There's another huge factor: the impending depth chart crunch. Michigan is set to have seven scholarship quarterbacks on the roster in 2016; they'll also have seven scholarship running backs. That's 14 players for two starting positions (three if M goes RB-by-committee), and there's a good chance underclassmen pass an upperclassman or two. Depending upon how the depth chart shakes out, there could be 3-4 transfer candidates just from those two position groups. As the pecking order is established in fall camp and during the season, some players will look for playing time elsewhere.

In addition, I looked at Stanford's 2010 class for a reason. Any class that fills this many spots this early is likely to have attrition, and while Stanford's 2010 class had an unusual number of decommitments even for Harbaugh, it'd surprise me more if Michigan held onto every current commit than if they lost at least a couple. David Reese is looking at Louisville and Notre Dame. Dele' Harding camped at West Virginia recently. In-class attrition should be expected.

For those looking at the number of highly ranked targets on Michigan's board and wondering where those spots will come from, that should help provide an answer, as should this: always remember that fans tend to overestimate their team's chances of landing top-ranked commits. Is Michigan going to pull in some four-stars and perhaps even a five-star or two down the stretch? Yes. Are they going to add Rashan Gary, both Kellys, Dontavious Jackson, Terrance Davis, Ahmir Mitchell, and Nasier Upshur to round out the class? No. While Michigan is in very good shape with each of those prospects, anyone who's followed recruiting for a while knows that a class never wraps up so neatly, let alone so spectacularly—especially when dealing with so many out-of-region prospects.

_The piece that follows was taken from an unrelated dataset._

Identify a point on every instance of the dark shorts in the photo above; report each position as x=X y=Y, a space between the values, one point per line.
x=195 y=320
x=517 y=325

At this point, I'm not too concerned about the numbers. There's still an entire fall camp and football season to play before Signing Day, and Michigan is in their first year under a demanding coach with a markedly different style from his predecessor. If M has to "free up" a half-dozen scholarships in February, we have a problem; I don't anticipate this being a problem.